I laughed, not knowing what else to do, and she watched me laugh and joined in a second later, one moment past natural. I raised my shoulders, then let them fall.

—So you have no reason to say no, she said.

—But my grades –

—It's fine, she said. She crossed out the note she'd written. Just remain focused this semester. You're doing super so far. Everything will be better. There is no boy?

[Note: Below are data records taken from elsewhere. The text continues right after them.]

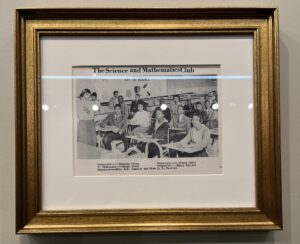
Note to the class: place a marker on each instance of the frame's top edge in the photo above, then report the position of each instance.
(146, 13)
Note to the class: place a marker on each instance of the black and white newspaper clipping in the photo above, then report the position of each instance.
(146, 120)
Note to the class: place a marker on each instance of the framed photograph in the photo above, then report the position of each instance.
(147, 120)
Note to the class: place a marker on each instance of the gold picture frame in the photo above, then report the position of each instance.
(261, 23)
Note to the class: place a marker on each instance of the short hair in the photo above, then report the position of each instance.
(84, 91)
(117, 106)
(140, 103)
(199, 115)
(159, 109)
(176, 96)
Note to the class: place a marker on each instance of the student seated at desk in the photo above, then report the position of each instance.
(197, 137)
(189, 108)
(123, 106)
(141, 120)
(158, 130)
(118, 123)
(174, 104)
(167, 112)
(135, 103)
(179, 121)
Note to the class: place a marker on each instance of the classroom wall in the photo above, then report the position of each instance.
(290, 125)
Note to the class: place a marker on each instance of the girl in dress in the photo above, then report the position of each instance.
(86, 132)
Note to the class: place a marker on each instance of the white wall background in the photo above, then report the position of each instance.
(290, 125)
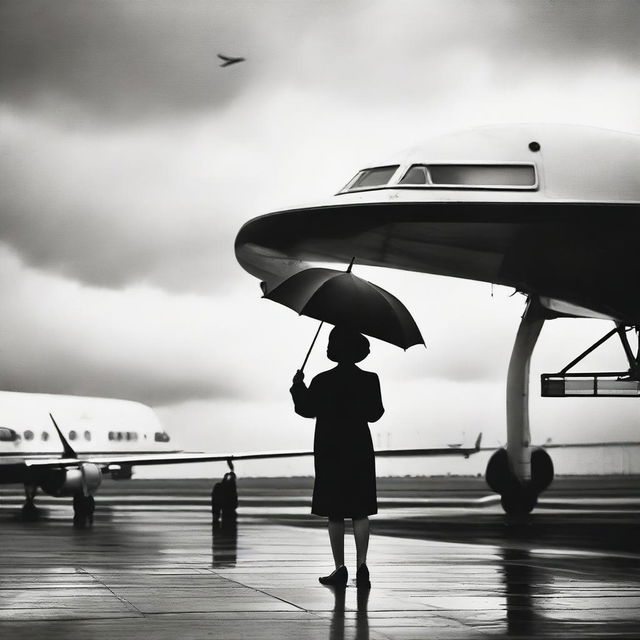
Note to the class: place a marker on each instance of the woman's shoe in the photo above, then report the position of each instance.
(337, 579)
(362, 577)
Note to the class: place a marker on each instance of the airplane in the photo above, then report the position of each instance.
(66, 445)
(551, 210)
(227, 60)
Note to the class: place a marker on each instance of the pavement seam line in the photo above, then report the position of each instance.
(264, 593)
(112, 592)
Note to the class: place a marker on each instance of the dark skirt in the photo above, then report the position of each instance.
(345, 483)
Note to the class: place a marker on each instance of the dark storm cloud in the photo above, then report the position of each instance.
(108, 175)
(73, 374)
(122, 61)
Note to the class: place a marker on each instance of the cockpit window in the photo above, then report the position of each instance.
(370, 178)
(472, 176)
(8, 435)
(417, 174)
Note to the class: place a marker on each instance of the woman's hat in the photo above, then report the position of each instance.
(347, 345)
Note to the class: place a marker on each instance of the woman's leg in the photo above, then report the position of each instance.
(361, 535)
(336, 537)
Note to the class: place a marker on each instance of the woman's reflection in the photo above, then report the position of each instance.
(337, 627)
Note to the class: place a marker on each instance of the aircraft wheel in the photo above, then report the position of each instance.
(519, 503)
(82, 510)
(29, 511)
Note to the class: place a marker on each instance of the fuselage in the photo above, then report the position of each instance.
(550, 210)
(92, 426)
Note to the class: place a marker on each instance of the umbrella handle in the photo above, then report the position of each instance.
(311, 347)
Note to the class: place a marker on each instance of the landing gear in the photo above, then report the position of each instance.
(83, 508)
(519, 473)
(29, 509)
(519, 498)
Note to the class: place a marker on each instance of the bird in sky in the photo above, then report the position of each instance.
(227, 60)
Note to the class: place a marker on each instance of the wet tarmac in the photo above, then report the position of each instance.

—There's no boy, I assured her.

She took the folder from the bench, held it out to me. I took it from her slowly to hide the true electric thrill running down my arms and legs at what her handing it to me really meant. I said thank you. I told her I'd let her know soon, after I talked with my parents, but that I couldn't imagine anything I'd want to do more.

Returning to my dorm room that afternoon—the folder in my bag, slapping against my back with every step—I whispered my half of a theoretical conversation into the evening air, the mist of my breath taking the place of any answers. I couldn't really afford a flight down for spring break, or maybe for Easter, to talk to my parents in person about the internship offer, but I also couldn't imagine asking over the phone: the phone would make it harder to explain that they could trust this kind of program, that it wasn't a scam or a trap or a disguise for a prostitution ring. This sort of mistrust, which had come up with my financial aid, only got worse with every document I'd signed and mailed back. They'd drawn the line at my social security card: my dad forbade me from mailing a copy of it and instead made me call to see if I could just bring one to the registrar's office during orientation (the registrar said that would be too late, and so I managed to get copies sent through a high school guidance counselor). But at least my parents had been in the same physical space when I'd had to argue for something—I didn't have to make all my points twice, because we all still lived in the same house. I shoved my ungloved hands deeper into my pockets and kept moving, wiggling my fingers to keep them warm.